# recall?



## byoficr (Nov 3, 2008)

hey guys still waiting on my gto to come in and they said i havent gotten it yet becuse thier is a recall with the leather seats anybody know anything about this ? its an 04 if that helps


----------



## REDGTO89 (Jul 19, 2008)

im not sure i heard things about the back seats tearing or something not sure.


----------



## Aramz06 (Mar 2, 2008)

My passenger backseat is torn right at the headrest. I know this is common, wondering if warranty will cover it. Is that why yours is in?


----------



## GTO JUDGE (May 14, 2005)

Ask them to show you the recall notice. I'd be very interested in seeing this as there is none. Someone is feeding you a line of bull$hit. 

Although there has been issues with the threads coming undone on those seats there has not been any recalls.

Warranty will cover it.


----------



## byoficr (Nov 3, 2008)

hey guys i have not seen the gto but yall are right he said there was a factory recall for the stitching on the leather seats and sense it was certified they had to take care of that before i pick it up


----------



## GTO JUDGE (May 14, 2005)

byoficr said:


> hey guys i have not seen the gto but yall are right he said *there was a factory recall* for the stitching on the leather seats and sense it was certified they had to take care of that before i pick it up


OK.


----------



## biguglytruck (Aug 20, 2007)

Just had my 06 done under warranty about two months ago. The dealer mention that I should get the windows tinted to protect them. When I mentioned that it is a week end toy and that it is garage kept, all they could say was oh.


----------



## Red Bearded Goat (Mar 19, 2007)

Yep, my rear 2 seats need to be done... and the glove box latch repaired... and the passenger "A" pillar padding repaired... and one door handle needs re-paint... already had the steering wheel replaced because of the center spoke bubbling problem and my water leak went away when they replaced the passenger door seal... but they busted the hard plastic sill insert and passenger seat track cover in the process..... 

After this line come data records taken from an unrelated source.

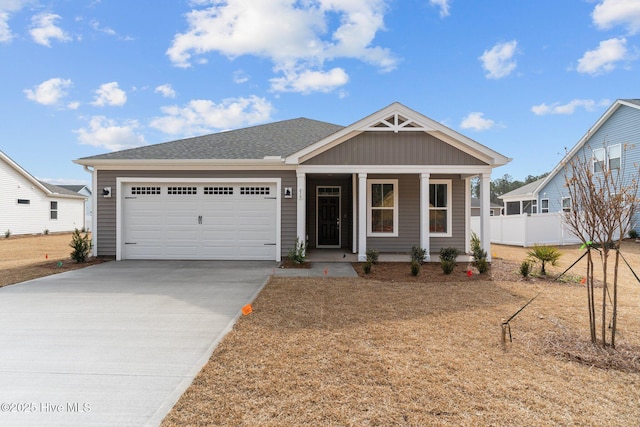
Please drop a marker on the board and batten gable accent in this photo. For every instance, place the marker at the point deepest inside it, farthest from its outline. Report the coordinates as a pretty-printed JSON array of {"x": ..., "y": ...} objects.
[
  {"x": 409, "y": 216},
  {"x": 106, "y": 207},
  {"x": 622, "y": 127},
  {"x": 389, "y": 148}
]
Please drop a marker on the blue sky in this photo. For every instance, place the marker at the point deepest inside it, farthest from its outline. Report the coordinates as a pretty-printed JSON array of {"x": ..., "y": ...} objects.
[{"x": 526, "y": 78}]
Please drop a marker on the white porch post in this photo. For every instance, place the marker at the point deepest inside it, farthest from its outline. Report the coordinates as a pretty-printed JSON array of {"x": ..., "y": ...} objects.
[
  {"x": 485, "y": 199},
  {"x": 424, "y": 215},
  {"x": 301, "y": 205},
  {"x": 362, "y": 217}
]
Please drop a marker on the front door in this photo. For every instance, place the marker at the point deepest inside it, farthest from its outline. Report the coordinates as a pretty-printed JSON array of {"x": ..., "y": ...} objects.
[{"x": 328, "y": 226}]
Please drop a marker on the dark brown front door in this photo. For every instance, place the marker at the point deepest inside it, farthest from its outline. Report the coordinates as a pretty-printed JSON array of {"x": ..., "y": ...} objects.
[{"x": 328, "y": 220}]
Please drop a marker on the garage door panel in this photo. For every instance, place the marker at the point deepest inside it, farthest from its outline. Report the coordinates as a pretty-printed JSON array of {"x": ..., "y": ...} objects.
[{"x": 200, "y": 221}]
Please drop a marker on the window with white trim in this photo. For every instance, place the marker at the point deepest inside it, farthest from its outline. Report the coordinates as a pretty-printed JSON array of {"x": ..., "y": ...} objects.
[
  {"x": 615, "y": 154},
  {"x": 382, "y": 209},
  {"x": 53, "y": 211},
  {"x": 440, "y": 207},
  {"x": 544, "y": 206},
  {"x": 598, "y": 159}
]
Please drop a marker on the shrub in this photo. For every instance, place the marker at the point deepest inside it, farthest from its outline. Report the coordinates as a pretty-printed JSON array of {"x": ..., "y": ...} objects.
[
  {"x": 525, "y": 268},
  {"x": 418, "y": 254},
  {"x": 544, "y": 254},
  {"x": 366, "y": 267},
  {"x": 81, "y": 244},
  {"x": 415, "y": 267},
  {"x": 298, "y": 254},
  {"x": 372, "y": 256},
  {"x": 448, "y": 259}
]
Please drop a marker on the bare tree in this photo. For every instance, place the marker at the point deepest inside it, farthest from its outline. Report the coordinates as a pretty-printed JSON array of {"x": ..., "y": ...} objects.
[{"x": 604, "y": 201}]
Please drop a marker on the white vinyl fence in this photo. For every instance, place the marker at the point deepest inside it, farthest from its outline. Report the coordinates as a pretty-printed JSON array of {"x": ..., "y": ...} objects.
[{"x": 525, "y": 230}]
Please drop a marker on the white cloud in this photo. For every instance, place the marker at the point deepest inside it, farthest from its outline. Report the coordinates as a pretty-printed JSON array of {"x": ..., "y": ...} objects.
[
  {"x": 110, "y": 94},
  {"x": 43, "y": 29},
  {"x": 610, "y": 13},
  {"x": 107, "y": 133},
  {"x": 204, "y": 116},
  {"x": 166, "y": 90},
  {"x": 569, "y": 108},
  {"x": 309, "y": 81},
  {"x": 603, "y": 59},
  {"x": 293, "y": 35},
  {"x": 443, "y": 5},
  {"x": 240, "y": 77},
  {"x": 49, "y": 92},
  {"x": 498, "y": 61},
  {"x": 476, "y": 121}
]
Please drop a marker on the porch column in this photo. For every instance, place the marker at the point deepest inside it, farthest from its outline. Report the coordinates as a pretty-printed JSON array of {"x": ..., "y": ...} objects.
[
  {"x": 362, "y": 217},
  {"x": 485, "y": 198},
  {"x": 424, "y": 215},
  {"x": 301, "y": 205}
]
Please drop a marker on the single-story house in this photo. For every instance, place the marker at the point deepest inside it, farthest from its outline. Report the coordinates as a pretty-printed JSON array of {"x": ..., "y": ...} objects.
[
  {"x": 83, "y": 190},
  {"x": 30, "y": 206},
  {"x": 614, "y": 139},
  {"x": 390, "y": 181},
  {"x": 495, "y": 209}
]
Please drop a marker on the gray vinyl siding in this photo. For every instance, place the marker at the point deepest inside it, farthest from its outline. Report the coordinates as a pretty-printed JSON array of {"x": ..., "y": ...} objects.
[
  {"x": 409, "y": 216},
  {"x": 106, "y": 207},
  {"x": 622, "y": 127},
  {"x": 389, "y": 148}
]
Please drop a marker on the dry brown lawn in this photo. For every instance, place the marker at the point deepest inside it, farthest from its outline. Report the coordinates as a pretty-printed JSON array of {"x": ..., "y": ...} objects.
[
  {"x": 28, "y": 257},
  {"x": 391, "y": 351}
]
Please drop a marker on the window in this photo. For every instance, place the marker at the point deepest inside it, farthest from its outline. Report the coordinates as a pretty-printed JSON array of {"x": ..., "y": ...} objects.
[
  {"x": 53, "y": 212},
  {"x": 598, "y": 159},
  {"x": 382, "y": 212},
  {"x": 615, "y": 152},
  {"x": 544, "y": 206},
  {"x": 440, "y": 207}
]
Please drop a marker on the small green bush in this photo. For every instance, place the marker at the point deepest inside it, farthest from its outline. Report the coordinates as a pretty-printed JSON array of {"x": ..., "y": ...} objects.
[
  {"x": 298, "y": 254},
  {"x": 372, "y": 255},
  {"x": 418, "y": 254},
  {"x": 448, "y": 259},
  {"x": 544, "y": 254},
  {"x": 81, "y": 245},
  {"x": 367, "y": 267},
  {"x": 415, "y": 267},
  {"x": 525, "y": 268}
]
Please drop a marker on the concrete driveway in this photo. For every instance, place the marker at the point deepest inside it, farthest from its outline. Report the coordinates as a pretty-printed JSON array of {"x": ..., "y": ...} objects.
[{"x": 117, "y": 343}]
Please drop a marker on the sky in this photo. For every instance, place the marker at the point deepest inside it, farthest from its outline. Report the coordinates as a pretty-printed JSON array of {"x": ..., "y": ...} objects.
[{"x": 525, "y": 78}]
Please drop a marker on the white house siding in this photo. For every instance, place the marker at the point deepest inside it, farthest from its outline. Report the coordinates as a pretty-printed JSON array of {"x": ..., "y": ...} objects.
[
  {"x": 622, "y": 127},
  {"x": 33, "y": 218}
]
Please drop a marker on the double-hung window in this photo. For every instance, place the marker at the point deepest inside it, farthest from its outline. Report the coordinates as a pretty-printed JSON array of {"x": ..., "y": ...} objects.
[
  {"x": 382, "y": 211},
  {"x": 440, "y": 207}
]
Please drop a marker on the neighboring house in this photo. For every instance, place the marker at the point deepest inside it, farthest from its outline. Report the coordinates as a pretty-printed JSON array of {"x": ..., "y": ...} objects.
[
  {"x": 614, "y": 139},
  {"x": 30, "y": 206},
  {"x": 84, "y": 191},
  {"x": 390, "y": 181},
  {"x": 494, "y": 208}
]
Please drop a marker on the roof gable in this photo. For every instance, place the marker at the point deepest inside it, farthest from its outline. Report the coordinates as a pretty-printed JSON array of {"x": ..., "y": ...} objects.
[
  {"x": 633, "y": 103},
  {"x": 398, "y": 118}
]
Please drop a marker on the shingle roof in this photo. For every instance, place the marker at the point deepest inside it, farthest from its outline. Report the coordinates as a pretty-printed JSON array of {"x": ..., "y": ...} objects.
[
  {"x": 59, "y": 190},
  {"x": 272, "y": 139}
]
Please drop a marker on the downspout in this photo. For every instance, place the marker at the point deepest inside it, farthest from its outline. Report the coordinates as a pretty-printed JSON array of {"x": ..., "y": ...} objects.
[{"x": 94, "y": 210}]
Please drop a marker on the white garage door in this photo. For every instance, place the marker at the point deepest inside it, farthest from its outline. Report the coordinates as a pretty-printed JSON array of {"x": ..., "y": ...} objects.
[{"x": 199, "y": 221}]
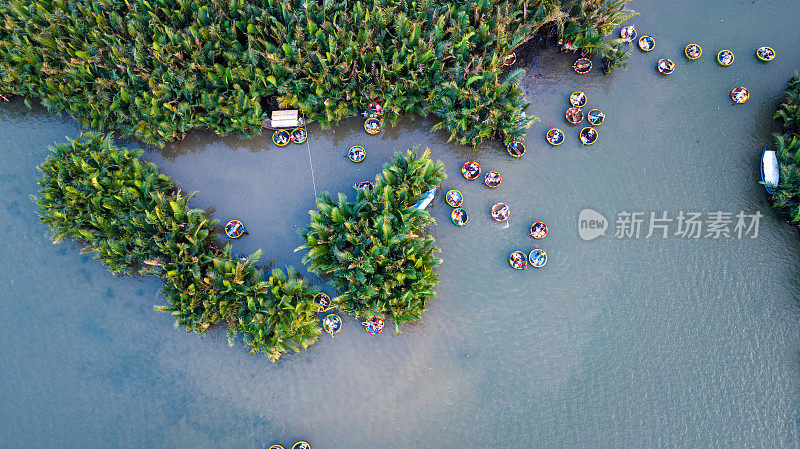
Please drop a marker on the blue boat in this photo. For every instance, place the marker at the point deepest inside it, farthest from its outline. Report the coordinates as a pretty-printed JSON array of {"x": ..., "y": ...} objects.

My experience has been, bring the car in for one repair and they smurf-up something else... just the same, glad its all been minor stuff.


----------



## byoficr (Nov 3, 2008)

thanks yall like i said im stiill watin been a week and a half now supposed to bee here monday so far the back seat was replaced and the headliner why? i have no idea except maybe somebody burnt a hole in it with a cig other than that dont know why they would replace the car only has 18000 on a 04


----------



## Northeast Rod Run (Oct 29, 2008)

someone is B.S'ing you hard. sounds like there is a lot more to this than frist stated. hate to sound negative, but I would be cancelling the purchase of the car. if they are screwing with you this much now, how much more are they not going to be forward with you

I have special ordered brand new cars from the factory and cancelled my order the car is still on the truck at the dealer lot. I stand for *no bull* when I'm buying a car. NO CAR IS WORTH IT!!! my thought is that I'm giving you my hard earned money, so I don't need to let you screw with me

I've also come close to ending a sale because a dealership sticker was put on my car, after I had them write "DO NOT PUT DEALERSHIP STICKER ON THIS CAR", on every piece of paper when I ordered the car. the dealership owner said "it was only a small thing" and I told him "that's the point, if you can't even take care of the small things for a customer, how can I expect you to take care of a bigger issue. it's the small things that make the difference". he knocked $500.00 of the price of the car, and all was good again

also, have they showed you the "recall notice" yet?


----------



## byoficr (Nov 3, 2008)

hey guys sorry for the delay i got the car last week and been on vacation since and havent had time to post they did replace the headliner do to cig burns and they back head rest were split open do to sun and are being replaced with brand new ones they gave me four new tires and brakes the other car on the lot the six speed with nitrous same color in silver had an aftermarket hood and for my trouble and wait they swapped the hoods out for me so one less purchase down the road will get pics asap thanks again


----------